What does cardinality mean?

Cardinality of the results of a query is usually mentioned when studying papers related to SPARQL, rdf, etc...however, I am unable to understand what does cardinality here really means. I am a novice to SPARQL and rdf so can somebody be kind enough to explain what does cardinality means in SPARQL and rdf.

Cardinality in databases refers to uniqueness of values, what w.r.t to SPARQL and the results of its query does cardinality mean...I am really confused. Somebody please explain.

As it refers to unique values then what does maximum Cardinality and minimum Cardinality mean?

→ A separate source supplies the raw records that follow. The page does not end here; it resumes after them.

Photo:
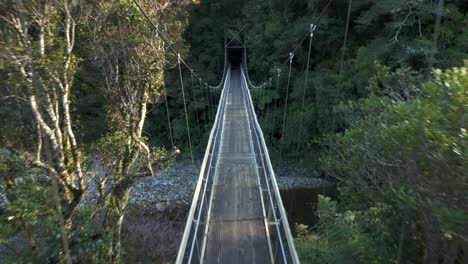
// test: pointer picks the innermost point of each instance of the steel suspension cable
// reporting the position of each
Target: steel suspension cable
(343, 52)
(194, 100)
(185, 110)
(301, 123)
(306, 35)
(168, 115)
(291, 56)
(278, 76)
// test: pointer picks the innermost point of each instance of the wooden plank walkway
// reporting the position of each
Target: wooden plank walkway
(236, 232)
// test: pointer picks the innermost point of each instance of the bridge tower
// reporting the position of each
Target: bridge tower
(235, 46)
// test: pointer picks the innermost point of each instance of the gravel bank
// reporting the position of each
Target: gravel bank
(176, 185)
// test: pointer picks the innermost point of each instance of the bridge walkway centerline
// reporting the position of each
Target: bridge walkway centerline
(236, 231)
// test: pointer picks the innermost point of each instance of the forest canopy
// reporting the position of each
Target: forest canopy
(376, 99)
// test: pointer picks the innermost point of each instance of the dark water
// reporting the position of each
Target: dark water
(301, 205)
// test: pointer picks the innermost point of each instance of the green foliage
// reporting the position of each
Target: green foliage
(348, 237)
(405, 157)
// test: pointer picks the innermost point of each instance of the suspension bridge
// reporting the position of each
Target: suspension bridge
(236, 215)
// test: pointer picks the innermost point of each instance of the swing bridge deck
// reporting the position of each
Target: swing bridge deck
(237, 215)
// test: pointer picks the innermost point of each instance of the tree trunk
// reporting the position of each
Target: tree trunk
(433, 236)
(56, 197)
(121, 194)
(435, 38)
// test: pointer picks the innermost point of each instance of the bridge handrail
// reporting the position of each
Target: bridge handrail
(289, 238)
(202, 180)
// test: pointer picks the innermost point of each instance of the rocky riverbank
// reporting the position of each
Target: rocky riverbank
(159, 205)
(176, 185)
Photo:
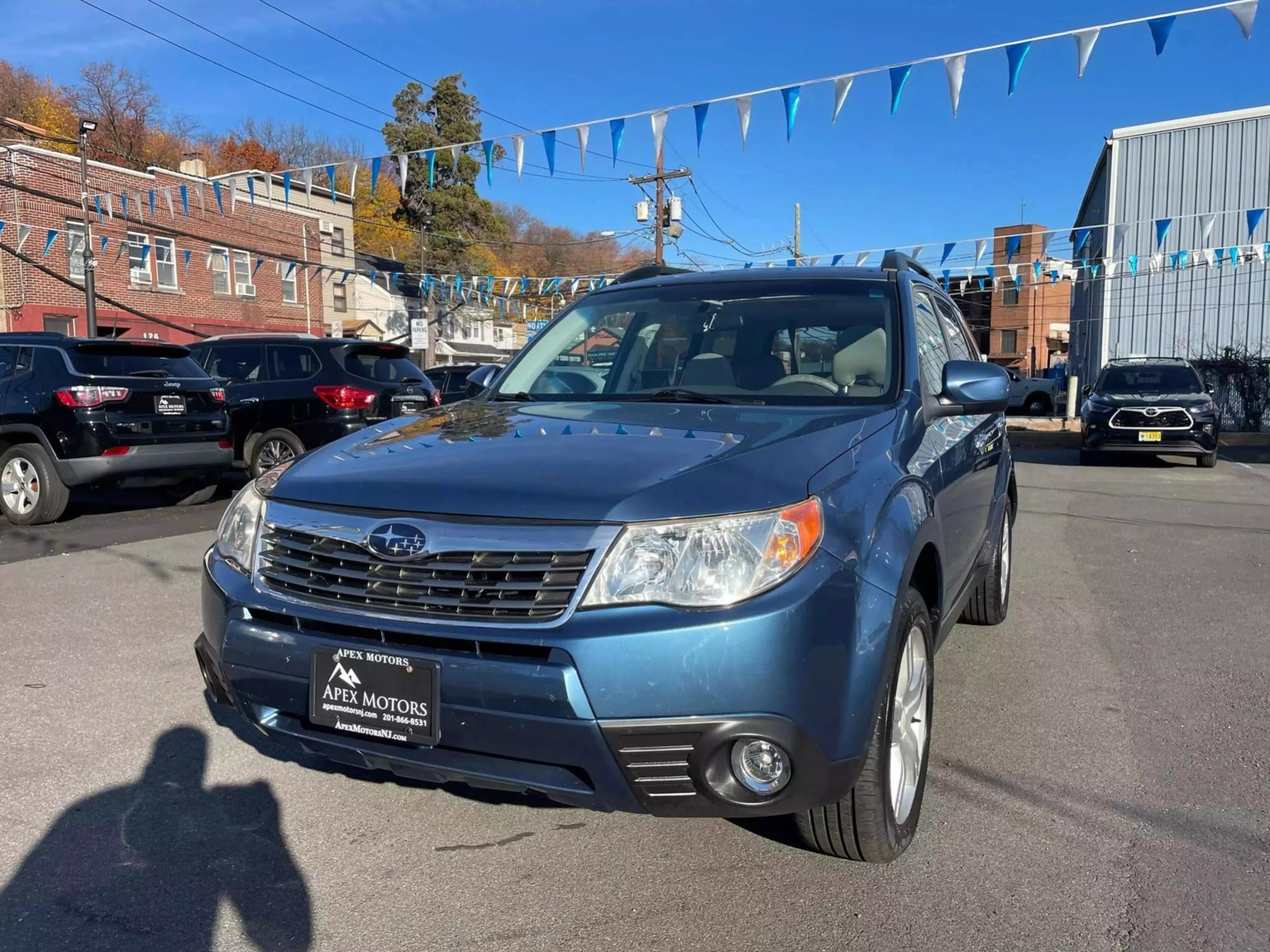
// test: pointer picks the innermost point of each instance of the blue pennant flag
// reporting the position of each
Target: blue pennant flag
(1160, 30)
(549, 148)
(699, 114)
(617, 128)
(791, 95)
(1017, 54)
(899, 78)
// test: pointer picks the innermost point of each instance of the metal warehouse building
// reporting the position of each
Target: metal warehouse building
(1184, 169)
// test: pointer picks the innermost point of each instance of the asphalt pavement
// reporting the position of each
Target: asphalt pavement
(1100, 770)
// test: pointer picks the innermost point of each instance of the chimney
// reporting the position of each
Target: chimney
(194, 164)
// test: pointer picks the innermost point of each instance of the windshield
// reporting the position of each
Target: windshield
(384, 367)
(1150, 380)
(134, 361)
(779, 342)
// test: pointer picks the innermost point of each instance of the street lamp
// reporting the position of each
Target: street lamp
(90, 261)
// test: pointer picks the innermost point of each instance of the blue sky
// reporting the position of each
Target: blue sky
(869, 181)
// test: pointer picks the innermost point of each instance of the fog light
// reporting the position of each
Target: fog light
(760, 766)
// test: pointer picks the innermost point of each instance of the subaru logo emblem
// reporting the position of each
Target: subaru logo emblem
(397, 541)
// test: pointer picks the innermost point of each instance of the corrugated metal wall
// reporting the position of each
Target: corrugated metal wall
(1179, 173)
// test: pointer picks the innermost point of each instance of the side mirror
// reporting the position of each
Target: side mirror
(973, 388)
(482, 379)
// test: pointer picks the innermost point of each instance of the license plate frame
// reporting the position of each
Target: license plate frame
(170, 404)
(375, 695)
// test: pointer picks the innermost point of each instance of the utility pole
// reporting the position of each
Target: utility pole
(661, 213)
(798, 233)
(90, 260)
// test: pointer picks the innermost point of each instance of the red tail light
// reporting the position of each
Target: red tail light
(91, 397)
(345, 398)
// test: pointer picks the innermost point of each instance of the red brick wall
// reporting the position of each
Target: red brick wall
(29, 296)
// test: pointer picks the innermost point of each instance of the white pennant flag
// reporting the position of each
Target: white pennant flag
(956, 68)
(841, 87)
(1245, 13)
(1085, 41)
(519, 148)
(584, 134)
(658, 120)
(1206, 227)
(744, 115)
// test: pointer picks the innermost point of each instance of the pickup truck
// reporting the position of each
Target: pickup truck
(1034, 397)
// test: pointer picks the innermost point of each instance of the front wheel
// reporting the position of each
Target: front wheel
(877, 821)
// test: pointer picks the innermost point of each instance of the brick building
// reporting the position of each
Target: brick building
(229, 282)
(1029, 322)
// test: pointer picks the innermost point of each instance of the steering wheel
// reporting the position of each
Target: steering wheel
(806, 379)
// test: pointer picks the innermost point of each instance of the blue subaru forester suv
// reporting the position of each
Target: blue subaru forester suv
(704, 577)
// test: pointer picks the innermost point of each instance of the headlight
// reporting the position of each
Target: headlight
(707, 563)
(237, 535)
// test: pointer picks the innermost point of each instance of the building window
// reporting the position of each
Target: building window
(243, 275)
(139, 261)
(289, 284)
(76, 249)
(166, 262)
(220, 271)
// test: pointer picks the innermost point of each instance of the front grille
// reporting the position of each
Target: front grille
(467, 585)
(1163, 421)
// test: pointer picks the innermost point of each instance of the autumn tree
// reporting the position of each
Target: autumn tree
(451, 206)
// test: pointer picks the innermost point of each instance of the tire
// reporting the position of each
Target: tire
(863, 826)
(991, 597)
(272, 449)
(192, 492)
(31, 493)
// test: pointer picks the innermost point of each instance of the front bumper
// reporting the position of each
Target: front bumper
(633, 709)
(158, 460)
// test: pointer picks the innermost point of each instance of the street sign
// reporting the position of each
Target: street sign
(418, 333)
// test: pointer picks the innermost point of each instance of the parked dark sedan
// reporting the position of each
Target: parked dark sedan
(1150, 406)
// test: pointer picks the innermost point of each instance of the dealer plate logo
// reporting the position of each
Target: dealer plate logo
(397, 541)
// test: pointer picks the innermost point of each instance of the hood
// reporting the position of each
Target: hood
(586, 461)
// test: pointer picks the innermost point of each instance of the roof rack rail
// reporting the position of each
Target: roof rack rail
(900, 262)
(648, 271)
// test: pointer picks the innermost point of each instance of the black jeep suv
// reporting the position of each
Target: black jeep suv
(1150, 406)
(101, 412)
(291, 393)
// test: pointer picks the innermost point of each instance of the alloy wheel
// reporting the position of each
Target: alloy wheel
(20, 486)
(910, 725)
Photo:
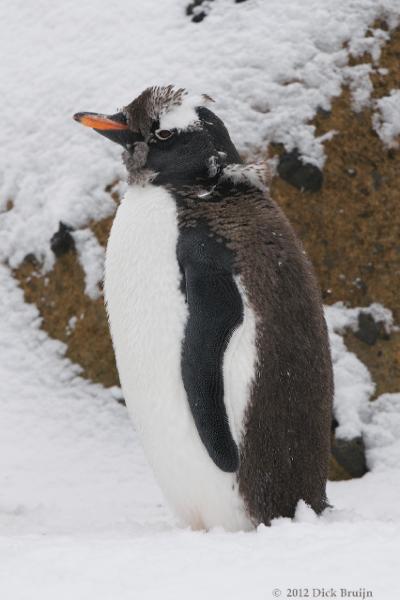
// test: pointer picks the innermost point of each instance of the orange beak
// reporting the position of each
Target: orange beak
(101, 122)
(113, 127)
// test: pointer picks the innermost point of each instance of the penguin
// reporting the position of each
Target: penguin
(216, 320)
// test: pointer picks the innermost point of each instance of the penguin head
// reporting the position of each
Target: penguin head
(169, 136)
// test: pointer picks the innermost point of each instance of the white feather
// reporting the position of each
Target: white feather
(148, 315)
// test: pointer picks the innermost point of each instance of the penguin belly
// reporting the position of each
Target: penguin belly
(148, 314)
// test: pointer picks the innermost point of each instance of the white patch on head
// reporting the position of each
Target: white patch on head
(184, 115)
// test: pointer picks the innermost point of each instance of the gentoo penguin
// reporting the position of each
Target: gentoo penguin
(216, 320)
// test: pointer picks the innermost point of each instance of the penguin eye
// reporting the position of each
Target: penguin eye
(163, 134)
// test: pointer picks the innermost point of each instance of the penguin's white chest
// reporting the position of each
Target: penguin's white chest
(148, 314)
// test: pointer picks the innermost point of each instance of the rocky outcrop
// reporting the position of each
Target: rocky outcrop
(347, 216)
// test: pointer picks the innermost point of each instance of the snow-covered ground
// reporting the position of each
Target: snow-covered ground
(268, 64)
(80, 514)
(82, 518)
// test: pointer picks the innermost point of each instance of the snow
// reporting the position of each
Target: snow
(269, 65)
(81, 516)
(386, 119)
(80, 513)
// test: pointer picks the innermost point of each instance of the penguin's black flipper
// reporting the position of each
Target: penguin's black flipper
(215, 311)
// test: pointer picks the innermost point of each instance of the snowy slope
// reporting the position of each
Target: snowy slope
(268, 64)
(80, 514)
(81, 517)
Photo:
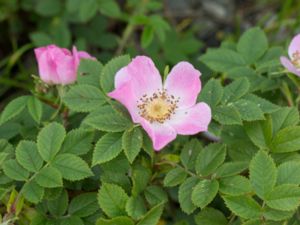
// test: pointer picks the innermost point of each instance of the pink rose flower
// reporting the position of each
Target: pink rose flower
(293, 64)
(163, 110)
(58, 65)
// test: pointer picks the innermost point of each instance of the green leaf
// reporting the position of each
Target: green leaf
(78, 142)
(35, 108)
(252, 44)
(49, 177)
(112, 200)
(40, 38)
(210, 158)
(109, 8)
(277, 215)
(222, 60)
(84, 205)
(236, 185)
(33, 192)
(132, 141)
(265, 105)
(152, 217)
(155, 195)
(28, 156)
(48, 7)
(50, 139)
(286, 140)
(236, 90)
(14, 171)
(140, 178)
(175, 177)
(108, 147)
(185, 195)
(84, 98)
(243, 206)
(204, 192)
(109, 71)
(87, 10)
(285, 197)
(147, 36)
(212, 93)
(231, 168)
(189, 153)
(89, 71)
(227, 115)
(13, 109)
(285, 117)
(71, 220)
(72, 167)
(289, 173)
(58, 206)
(210, 216)
(248, 110)
(263, 174)
(121, 220)
(135, 207)
(109, 121)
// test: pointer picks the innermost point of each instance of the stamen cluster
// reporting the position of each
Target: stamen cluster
(158, 107)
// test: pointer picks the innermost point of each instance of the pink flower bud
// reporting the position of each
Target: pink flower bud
(58, 65)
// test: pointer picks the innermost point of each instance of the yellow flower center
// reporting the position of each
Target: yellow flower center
(157, 108)
(296, 59)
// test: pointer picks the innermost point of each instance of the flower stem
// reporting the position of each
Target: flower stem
(60, 91)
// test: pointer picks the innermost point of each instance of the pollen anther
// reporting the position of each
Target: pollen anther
(157, 107)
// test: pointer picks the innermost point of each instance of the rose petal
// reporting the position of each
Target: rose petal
(289, 65)
(160, 134)
(184, 82)
(294, 45)
(192, 120)
(46, 66)
(66, 70)
(143, 74)
(125, 95)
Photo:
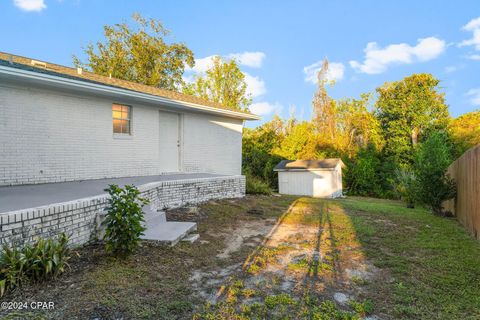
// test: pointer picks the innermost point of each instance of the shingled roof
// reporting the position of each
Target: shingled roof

Cardinality in SPARQL papers usually refers to the number of triples that match a basic graph pattern (BGP) in a SPARQL query. The cardinality is used to order the joined BGPs in the query, so that BGPs with a smaller cardinality (less solutions) are executed first. This can greatly reduce the number of solutions and joins that need to be evaluated, and therefore improves performance of the query evaluation. E.g with the following query:

SELECT * WHERE {
   ?subj <u:1> ?obj1 .     # assume cardinality 1000 when ?subj and ?obj are not known
   ?subj <u:2> "string" .  # assume cardinality 5 when ?subj is not known
}

When evaluating the BGPs from top to bottom, 1000 solutions for the first BGP need to be loaded, and joined with the second BGP. When evaluation starts with the second BGP only 5 solutions need to be loaded, and because then ?subj is known, the other BGP will now have a much smaller cardinality.

see http://www.w3.org/TR/owl-ref/#cardinality-def

Cardinality is the number of distinct values that a property has in a restriction class. Minimum and Maximum Cardinality are the least and most amount of distinct values that the property can have. eg. if a restriction class has a cardinality of 5 on a property - it can have 5 semantically distinct values for that property

This is rather difficult to interpret in an Open World Assumption without the Unique Name Assumption. This is due to the fact that the Open World Assumption means that there can be other values that we haven't specified (unless we've specified otherwise), while the Unique Name Assumption means that its more difficult to infer that objects are indeed semantically different.